Joan of Arc monument in Philadelphia
Joan of Arc Monument at New Orleans

Joan of Arc Monument at New Orleans

A year ago, my wife and I traveled to New Orleans and we had the opportunity to see the Joan of Arc monument on Decatur Street. There are some interesting features of the monument including two cannons.

France erected the statue in 1972 as a gift to New Orleans, whose namesake, Orléans, was one of the towns Joan of Arc (1412-1431) defended from the English during the Hundred Years War (1337-1453). In the city’s defense, she was overwhelmingly successful, but her exploits did not stop there. In just over a year, this teenager led troops in 13 different battles and sieges, and captured more than 30 cities. For more information, check out Joan of Arc’s Military Successes and Failures.

The statue displays Joan in a determined, victorious pose, carrying her custom-made banner, which depicted God holding the world with two angles. In addition, there were the words “Jesus Maria.”

Joan of Arc Monument at New Orleans

In front of her are two cannons. The common images of Joan are either a peasant praying or an armored woman on horseback sometimes surrounded by medieval knights. Movies add credence to this notion. Viewers see swords, axes, crossbows, and trebuchets. Yet, Joan’s primary weapon was the cannon. The New Orleans monument gets it right.

Below, you can see the cannons along with my lovely wife, Dawn.

Joan of Arc Monument

Here is another angle, showing the view of the cannons pointing down Decatur Street.

Joan of Arc Monument Cannons

The plaques list some major cities relevant to Joan’s life and campaigns. Lorraine was the region where Joan was born and raised. Orléans was the first conflict that Joan participated.

Lorraine and Orléans plaques

In one of Joan’s campaigns, she led the French army into English-controlled territory and captured Reims.
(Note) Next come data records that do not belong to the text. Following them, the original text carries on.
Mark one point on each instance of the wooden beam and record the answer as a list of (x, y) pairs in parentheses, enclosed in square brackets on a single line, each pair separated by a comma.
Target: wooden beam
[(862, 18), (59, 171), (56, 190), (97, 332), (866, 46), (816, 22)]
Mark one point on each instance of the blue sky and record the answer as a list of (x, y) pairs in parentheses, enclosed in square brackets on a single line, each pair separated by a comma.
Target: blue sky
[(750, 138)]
This city was important, as the French people believed that the king of France could only rightfully receive his crown there. After capturing the city, the French officially crowned Charles VII (r. 1422-1461), whose coronation was seven years due. After the capture of Joan, the English imprisoned and eventually executed her in Rouen (1431).

Reims and Rouen plaques

The base of the statue had some wear, but the message was still legible.

Joan of Arc Monument base

The important part of the monument looked good though.